Comment: Georgia needs to prove it cares about human rights

JUNE 5 2017 (The Bulletin) — The Georgian authorities need to act and act fast if they are going to salvage their reputation from the mystery surrounding the kidnapping of an Azerbaijani journalist. He was kidnapped in Tbilisi on Tuesday evening, driven to the border with Azerbaijan and handed over to the authorities.

Human rights activists are, rightly, outraged at the kidnapping and have accused the Georgian government of being complicit, although it is still unclear who the kidnappers actually were.

Levan Asatiani from Amnesty International said the Georgian government allowed Azerbaijani security forces to kidnap Afgan Mukhtarli.

“Georgia must promptly and impartially investigate what happened and hold accountable all those involved in this gruesome operation,” he said.

Asatiani is not the only one to suggest that the kidnapping of an outspoken Azerbaijani journalist from Tbilisi must have had the backing of the Georgian authorities and the European Union and the United States, two key allies of Georgia, have also lodged strongly worded statements.

The timing is also important here.

A week before Mukhtarli’s disappearance, Georgia detained Emre Cabuk, a manager at a school in Tbilisi known to have links to the Gulen movement. Turkey has been trying to shut down the Gulen movement worldwide, ever since a coup attempt last summer, and this has included schools and universities its members had set up in Central Asia and the South Caucasus in the 1990s.

Azerbaijan, as expected, immediately fell into line with the demands from Turkey, its key ally but Kazakhstan and Kyrgyzstan ducked them.

Georgia had also been expected to avoid being dragged into the Gulen witch-hunt. Apparently not, though.
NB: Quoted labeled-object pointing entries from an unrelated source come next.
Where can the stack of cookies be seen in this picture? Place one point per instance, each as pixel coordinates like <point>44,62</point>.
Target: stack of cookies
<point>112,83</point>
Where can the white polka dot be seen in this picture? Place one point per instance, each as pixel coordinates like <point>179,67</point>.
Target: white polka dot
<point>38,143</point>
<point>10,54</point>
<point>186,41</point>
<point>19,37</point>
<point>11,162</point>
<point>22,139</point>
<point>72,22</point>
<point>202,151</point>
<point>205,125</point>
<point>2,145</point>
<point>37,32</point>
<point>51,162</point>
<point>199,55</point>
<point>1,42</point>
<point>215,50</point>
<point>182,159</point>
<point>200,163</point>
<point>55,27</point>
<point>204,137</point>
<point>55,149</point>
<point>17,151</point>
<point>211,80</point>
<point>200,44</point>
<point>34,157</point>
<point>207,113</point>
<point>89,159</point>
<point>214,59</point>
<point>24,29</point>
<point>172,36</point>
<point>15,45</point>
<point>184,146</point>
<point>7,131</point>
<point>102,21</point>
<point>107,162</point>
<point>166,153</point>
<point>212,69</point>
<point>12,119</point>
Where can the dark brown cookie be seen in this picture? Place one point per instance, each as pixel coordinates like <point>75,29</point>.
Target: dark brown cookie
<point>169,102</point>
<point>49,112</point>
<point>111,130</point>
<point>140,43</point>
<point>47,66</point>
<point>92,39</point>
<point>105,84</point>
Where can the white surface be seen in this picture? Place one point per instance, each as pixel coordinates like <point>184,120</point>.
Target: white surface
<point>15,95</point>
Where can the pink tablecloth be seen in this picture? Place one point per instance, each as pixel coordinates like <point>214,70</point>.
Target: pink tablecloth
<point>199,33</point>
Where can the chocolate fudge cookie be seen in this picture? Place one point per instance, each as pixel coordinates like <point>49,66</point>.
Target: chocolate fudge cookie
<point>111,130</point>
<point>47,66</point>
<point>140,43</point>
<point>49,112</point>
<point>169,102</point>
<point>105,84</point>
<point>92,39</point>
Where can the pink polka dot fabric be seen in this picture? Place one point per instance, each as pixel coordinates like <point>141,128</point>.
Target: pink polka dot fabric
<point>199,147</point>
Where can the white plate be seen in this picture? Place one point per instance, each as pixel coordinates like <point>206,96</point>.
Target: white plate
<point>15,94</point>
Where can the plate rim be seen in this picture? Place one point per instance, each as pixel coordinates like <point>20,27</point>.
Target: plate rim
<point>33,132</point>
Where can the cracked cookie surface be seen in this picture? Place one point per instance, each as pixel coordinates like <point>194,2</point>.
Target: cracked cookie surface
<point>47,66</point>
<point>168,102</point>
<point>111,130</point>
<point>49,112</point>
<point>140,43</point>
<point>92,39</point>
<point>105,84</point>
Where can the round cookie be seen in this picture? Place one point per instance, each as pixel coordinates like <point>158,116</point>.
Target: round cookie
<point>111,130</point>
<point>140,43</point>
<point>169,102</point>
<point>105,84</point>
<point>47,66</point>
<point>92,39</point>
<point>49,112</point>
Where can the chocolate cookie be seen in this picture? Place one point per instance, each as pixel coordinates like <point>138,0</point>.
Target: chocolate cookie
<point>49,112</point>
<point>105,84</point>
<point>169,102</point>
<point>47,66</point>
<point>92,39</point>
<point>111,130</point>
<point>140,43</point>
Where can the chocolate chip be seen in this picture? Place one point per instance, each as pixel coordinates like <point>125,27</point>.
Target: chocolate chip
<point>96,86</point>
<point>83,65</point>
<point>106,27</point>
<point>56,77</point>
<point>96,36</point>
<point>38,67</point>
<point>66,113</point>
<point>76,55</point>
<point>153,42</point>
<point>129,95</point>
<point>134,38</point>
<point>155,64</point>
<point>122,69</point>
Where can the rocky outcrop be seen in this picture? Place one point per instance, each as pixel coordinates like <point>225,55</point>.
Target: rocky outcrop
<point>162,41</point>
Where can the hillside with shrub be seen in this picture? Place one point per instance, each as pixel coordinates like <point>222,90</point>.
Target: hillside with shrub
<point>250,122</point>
Azerbaijan, Georgia and Turkey from an energy pipeline axis that will be vital to European gas needs, adding to the oil pipeline the triumvirate already host. The gas will be produced in Azerbaijan and pumped through pipelines in Georgia and Turkey into Central Europe.

The dividends are likely to be high, drawing Georgia closer towards Azerbaijan and Turkey.

Both Azerbaijan and Turkey have, to put it mildly, a different perspective on human rights and media freedom to the European ideals that Georgia professes to yearn for. It wants to be part of the EU and NATO. There is no point in just paying lip service.

Georgia has to prove that it is worthy of meeting the high criteria demanded of EU and new NATO members.